You see, as in so much else, there is an iron law trade-off here. Given a fixed pot of money, we either have to accept the current high rates of benefit withdrawal - with all their disincentive effects - or a lower level of basic welfare provision. We can't have both a high level of provision and low withdrawal rates.

What we've done is to model this trade-off, using official data on the circumstances and incomes of individual UK households.

We propose scrapping most of the existing welfare benefits for able-bodied working age people and replacing them with a single simple benefit - a negative income tax (NIT).

The maximum possible level of the NIT for an individual family would be set as a policy determined percentage of the median income across the country, much as the current official poverty line is already set. But whereas the current poverty line is set at 60% of the median, we've looked also at cheaper alternatives, setting it at 55% and 50% (which is where it was originally set decades ago).

Families with no other source of income would receive this maximum NIT (flexed according to family size). Families with some income of their own would receive lower amounts of NIT, with the amounts tapering away as income increases. This taper is the effective marginal tax rate faced by the family. Crucially, it is clear and open, fixed by policy rather than jumping around all over the place as under the current opaque and shambolic system. We have modelled tapers from 50% to 70% - all a vast improvement on the current 80-90% effective marginal tax rates faced by the poor.

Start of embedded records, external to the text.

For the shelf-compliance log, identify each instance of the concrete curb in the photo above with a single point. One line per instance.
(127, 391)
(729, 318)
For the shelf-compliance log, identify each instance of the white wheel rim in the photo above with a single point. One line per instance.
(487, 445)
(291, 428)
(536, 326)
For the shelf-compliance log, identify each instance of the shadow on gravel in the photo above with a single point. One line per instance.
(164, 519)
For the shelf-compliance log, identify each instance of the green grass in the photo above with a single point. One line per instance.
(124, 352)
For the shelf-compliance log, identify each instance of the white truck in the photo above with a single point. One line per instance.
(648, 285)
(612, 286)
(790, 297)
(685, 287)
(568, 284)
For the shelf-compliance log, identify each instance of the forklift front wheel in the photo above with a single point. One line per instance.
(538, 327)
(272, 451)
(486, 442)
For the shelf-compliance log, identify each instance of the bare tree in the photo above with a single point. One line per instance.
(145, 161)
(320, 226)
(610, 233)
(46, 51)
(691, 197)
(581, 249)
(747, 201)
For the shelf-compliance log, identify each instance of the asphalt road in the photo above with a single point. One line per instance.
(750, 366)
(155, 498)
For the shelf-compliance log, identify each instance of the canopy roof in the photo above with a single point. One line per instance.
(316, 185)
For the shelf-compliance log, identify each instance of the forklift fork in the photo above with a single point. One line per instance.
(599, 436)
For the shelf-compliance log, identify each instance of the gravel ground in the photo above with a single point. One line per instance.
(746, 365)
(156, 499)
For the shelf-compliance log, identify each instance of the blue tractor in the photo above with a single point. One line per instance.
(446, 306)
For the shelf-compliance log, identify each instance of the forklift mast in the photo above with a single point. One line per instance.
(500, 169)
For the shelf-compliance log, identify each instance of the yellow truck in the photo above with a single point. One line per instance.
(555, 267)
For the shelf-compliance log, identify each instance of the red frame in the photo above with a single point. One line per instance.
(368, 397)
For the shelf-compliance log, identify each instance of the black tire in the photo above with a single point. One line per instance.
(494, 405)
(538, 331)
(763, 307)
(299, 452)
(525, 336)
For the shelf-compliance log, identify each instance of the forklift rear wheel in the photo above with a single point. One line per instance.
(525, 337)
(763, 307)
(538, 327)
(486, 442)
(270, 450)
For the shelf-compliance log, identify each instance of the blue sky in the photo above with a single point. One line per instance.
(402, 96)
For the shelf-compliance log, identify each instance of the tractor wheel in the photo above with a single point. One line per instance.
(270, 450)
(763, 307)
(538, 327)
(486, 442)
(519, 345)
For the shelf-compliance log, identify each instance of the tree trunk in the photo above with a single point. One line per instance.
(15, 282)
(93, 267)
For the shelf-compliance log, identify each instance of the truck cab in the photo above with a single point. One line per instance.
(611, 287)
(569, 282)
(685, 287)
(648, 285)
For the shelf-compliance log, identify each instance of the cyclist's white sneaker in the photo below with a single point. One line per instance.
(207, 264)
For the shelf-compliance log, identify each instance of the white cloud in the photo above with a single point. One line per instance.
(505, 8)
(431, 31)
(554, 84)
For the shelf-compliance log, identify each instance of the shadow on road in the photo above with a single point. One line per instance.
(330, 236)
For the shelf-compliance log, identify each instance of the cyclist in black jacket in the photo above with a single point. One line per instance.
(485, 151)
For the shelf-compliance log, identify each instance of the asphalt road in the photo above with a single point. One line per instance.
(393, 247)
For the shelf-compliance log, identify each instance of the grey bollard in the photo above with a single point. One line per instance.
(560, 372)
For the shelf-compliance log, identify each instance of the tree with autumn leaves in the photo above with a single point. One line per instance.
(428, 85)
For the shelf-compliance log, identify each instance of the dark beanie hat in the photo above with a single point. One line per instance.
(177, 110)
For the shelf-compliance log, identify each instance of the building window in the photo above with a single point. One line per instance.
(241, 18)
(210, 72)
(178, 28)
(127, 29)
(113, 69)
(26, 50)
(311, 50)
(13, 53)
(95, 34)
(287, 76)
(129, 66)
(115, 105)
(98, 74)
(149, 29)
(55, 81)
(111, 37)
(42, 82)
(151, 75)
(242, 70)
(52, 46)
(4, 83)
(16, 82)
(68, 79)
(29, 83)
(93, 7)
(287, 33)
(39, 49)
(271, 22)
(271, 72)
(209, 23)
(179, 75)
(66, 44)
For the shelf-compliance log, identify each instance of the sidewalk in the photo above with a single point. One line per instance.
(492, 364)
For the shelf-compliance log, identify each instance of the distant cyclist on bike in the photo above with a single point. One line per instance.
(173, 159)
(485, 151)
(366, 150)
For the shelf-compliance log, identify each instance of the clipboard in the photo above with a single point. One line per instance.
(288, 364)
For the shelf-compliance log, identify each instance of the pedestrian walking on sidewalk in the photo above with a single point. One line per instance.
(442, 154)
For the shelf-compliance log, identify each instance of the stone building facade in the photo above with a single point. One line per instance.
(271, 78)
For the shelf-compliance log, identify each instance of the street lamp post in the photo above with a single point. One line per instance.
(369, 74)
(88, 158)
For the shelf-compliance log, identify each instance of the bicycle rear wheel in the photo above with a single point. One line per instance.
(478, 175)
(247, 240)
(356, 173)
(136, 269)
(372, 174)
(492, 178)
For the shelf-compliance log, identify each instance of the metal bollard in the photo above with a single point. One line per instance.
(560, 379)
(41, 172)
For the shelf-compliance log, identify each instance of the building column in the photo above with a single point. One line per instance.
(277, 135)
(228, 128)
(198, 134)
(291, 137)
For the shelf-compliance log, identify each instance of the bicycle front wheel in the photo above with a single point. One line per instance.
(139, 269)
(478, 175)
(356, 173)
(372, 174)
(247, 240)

So under our system, with a 50% poverty line, a workless two adult two child family would receive an NIT payment of just under £14000 pa (2008). If they then started earning for themselves they'd lose some of that, and the higher the selected taper rate, the more they'd lose. But the idea would be to keep the taper rate as low as we can afford to encourage work. With for example a taper rate of 55%, that same family earning £10000 pa (gross) would keep £4500, taking their overall income up to £18500 - much more than they'd retain under the current system.

So what would it cost, and what is the trade-off? The following table summarises the results for 2007-08 (click on image to enlarge):

Now in that same year of 2008-09, the current system of welfare for the able-bodied working age poor cost us £63.7bn (see paper for calcs). So that's the maximum amount we can spend.

Which means that 7 of our 12 modelled alternatives - ie all the nicest ones -  are simply unaffordable. We can put them from our minds.

It also means that the lowest possible taper rate we can afford with our current 60% poverty line is 70% - still way too high in terms of work incentive.

And that my friends is why it really is time to lower the poverty line. The current official target of 60% of median income is a major obstacle to improving work incentives for the workless poor. Reducing it to 50% would not only increase the incentive to work directly, it would also free up £20-£30bn pa to spend on allowing the poor to keep more of what they earn for themselves.

And to those who say that dropping the poverty line to 50% would give us children starving in gutters, we say rubbish. Incomes today are so high that even a poverty line at 40% of the median would hardly have people starving. For example, as we blogged here, families in the bottom quarter of today's income distribution are better off than families in the top quarter of the distribution 50 years ago - and they were living the life of Larry (whoever he was).

It's time to take some of those really tough decisions.

PS Yes, we would still rather define poverty in absolute terms rather than relative to median income, as the left prefer. But we are where we are, so let's take one step at a time. A step from 60% to 50% would take us a long way in the right direction (see Appendix C in the report for some more on this).